How long have you been writing? Did the interest come early, or was it in high school or college? Did you ever write standard, rhyming poetry?
The first poem I can remember writing was in high school. It was set in nature. It was written in the first person, there was a linear, logical progression, and it ended with a heightened moment of intense feeling—an epiphany. So, it followed the normative model for the poem, which is essentially the Romantic model. In short, it was very high school.
In college, in the late 70s and early 80s at Columbia, I studied creative writing with the poet Kenneth Koch, one of the leading lights of the New York School of Poetry. There is a famous interview with him conducted by the poet John Ashbery. In response to the question, "Why do you write poetry?" Kenneth answers, "To pleasantly surprise." That’s a very profound statement: that the purpose of poetry should not be to instruct or evoke the sublime—but simply to surprise. I’ve found Kenneth’s formulation to be a very useful, guiding principle. It reflects an esthetic more attuned to wit and playfulness than "high seriousness."
Around 1985, I interviewed the poet and novelist Harry Mathews (the only American member of the influential French literary group, the Oulipo). I shared with him Kenneth’s formulation about the purpose of poetry being to pleasantly surprise, and asked him if he concurred. After reflecting for a moment he said, "Yes, but why pleasantly?" I love that.
What are your favorite topics to write about?
I don’t play favorites! I used a variety of strategies, including collage, improvisation, quasi-intentionality and constrictive form, to achieve the quick cuts and turns that characterize the poems in "Species."
Who is your favorite poet? Who has been an inspiration? Who is your favorite modern (living) poet?
Two poets whose work I’ve been particularly interested in and inspired by in recent years are Clark Coolidge and Stephen Rodefer. Coolidge’s "Mine" and Rodefer’s "Four Lectures" strike me as postmodern classics. They’ve both been widely anthologized, and Coolidge has been taught in graduate writing programs around the country for some time. Their work is witty, disjunctive and edgy—and I have the sensation I haven’t read anything quite like it before whenever I pick up one of their books.
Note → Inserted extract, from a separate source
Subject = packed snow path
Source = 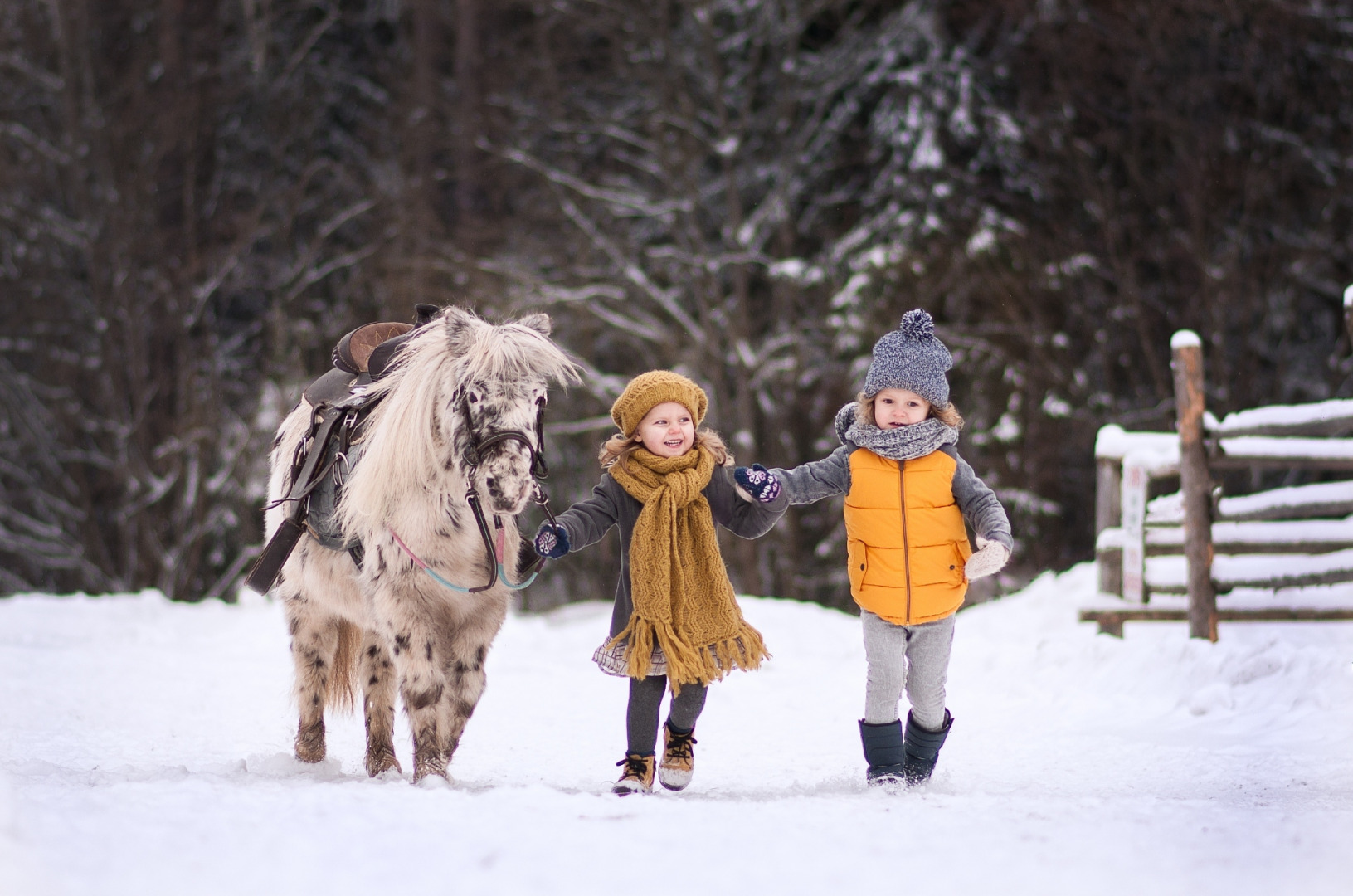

Important influences include certain poets of the New York School, in particular John Ashbery, Ron Padgett, Larry Fagin, David Shapiro, John Godfrey and Tim Dlugos, as well as Language poets like Kit Robinson and Bob Perelman. Ashbery, Padgett, Godfrey and Robinson can all be found in the anthology "Great American Prose Poems" as well.
Does it (writing) work better if you have a martini first?
It doesn’t, but a reviewer once referred to the "lime-green, martini-in-a-bomb-shelter tone" of my poems.
Where else have you been published?
I’ve had five books of poetry published. "Arts & Letters" (1996, with drawings by Duncan Hannah) and "Cameo" (1994), were also published by The Figures, the publisher of "Species." The Figures has been a leading small press publisher of innovative poetry for over 25 years—it published "Mine" and "Four Lectures" as well.
I have a new book of poetry, "Celluloid City" (with drawings by Jim Ringley), forthcoming this summer.
My work has appeared in a variety of journals, including American Poetry Review and New American Writing. It’s also been included in two other poetry anthologies: "Writings from the New Coast" (o-blek, 1993), an anthology of younger poets, and "The Blind See Only This World" (Granary Books, 2000), a collection in honor of the Black Mountain School poet John Wieners.
Recently Species has been used as an assigned text in several graduate writing workshops, including at the New School (in New York City) and the University of Massachusetts.